Granted, their DNA is still in hardware/devices/OS level stuff versus "services" despite all they claim to be, but how much more quickly could they move if they "owned more" of their stack?
Sun didn't have a monorepo -- at least not 1998 through the acquisition. Each org of a given size (Solaris os/net, install, etc) had its own separate island of source with its own build and test systems.
I guess my comment wasn’t clear. Talking about how you could just grab a random terminal with your smart card at Sun, and get work done. True at Google, true at Sun back in the day, not true at most places.
Ah, I remember when the in-house IDE first came out, and it was considered a toy compared to vim/emacs. It has come a long way since then.
That said, I'm also looking forward to "VSCode front-end in the browser" becoming ubiquitous. I remember using Visual Studio back in my first job in high school, and Intellisense made coding so much more... explorable and approachable.
We're not at the scale of Uber yet, but at Jupiter (YC S19) we're using tech like Bazel, protos, and Kotlin to prepare us for when we are: https://starship.jupiter.co/jupiter-stack/
We're actively hiring for a senior SWE right now, so feel free to shoot me a note if you're looking.
Protos is more of a faster & smaller network serialization tradeoff vs. ease of development thing than a company scale thing. And a thing to do if you want to integrate with gRPC.
I worked at a company that used protos from day one for example.
Many large companies are still using JSON w/ schemas as their network serialization layer just fine.
Yes - Bazel has excellent protobuf integration compared to other build tools (we were originally using Gradle). We're compiling Kotlin to the JVM, so the build chain is similar to Java's.
Our Docker Compose local dev setup started to break down once we had to model more complicated production behavior locally – things like table-specific Postgres roles for audit logs and dynamically provisioned databases per-clinical-trial. We were drifting toward a bespoke Bash mess to keep dev and prod in sync.
Our core idea was instead to embrace Terraform in the local dev environment too. We were already using Terraform heavily in prod, and Terraform's robust provider ecosystem meant that we could e.g. substitute Docker containers for RDS and MinIO for S3 without deviating too far from our production configuration.

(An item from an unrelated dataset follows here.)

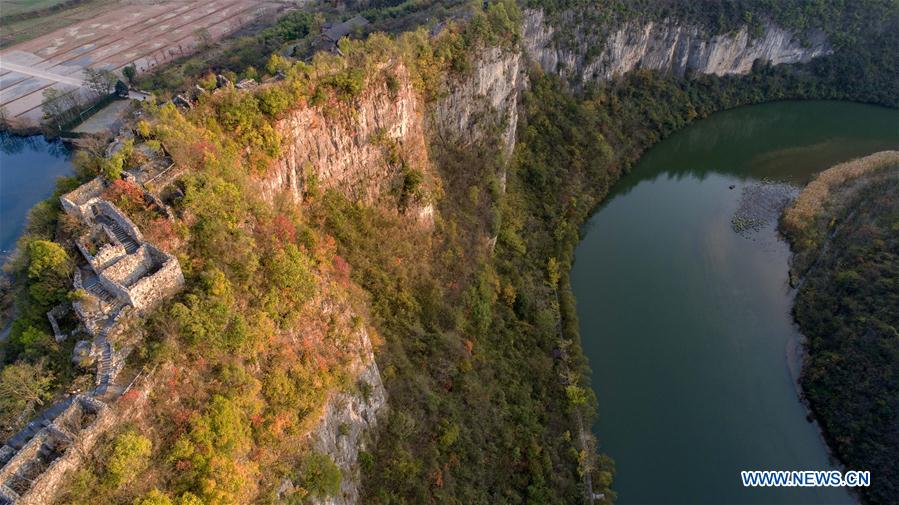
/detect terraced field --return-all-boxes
[0,0,290,127]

The really fun part is how we use Terraform to handle dynamic provisioning, which we need for isolated, per-clinical-trial databases. The way we do it in prod is by giving each clinical trial its own, isolated Terraform state, stored in a cloud storage bucket. By writing an equivalent local Terraform config for this provisioning step, we enable the app to run the same `terraform apply` command as it does in prod to locally to spin up a new database, with the individual state for that new db stored in a local MinIO bucket... which is itself created by the original `terraform apply` that sets up the initial local dev infrastructure.
Altogether, Terraform gives us a super high-fidelity local environment that lets us test complex application behavior and infrastructure logic without the full overhead of spinning up a local k8s cluster (which is what I imagine the next best alternative might be?). It's readable, declarative, and required no new tooling on our side since we were already using Docker and Terraform anyways.
Curious to hear how other folks are managing complex local dev setups, especially if you're not on Kubernetes!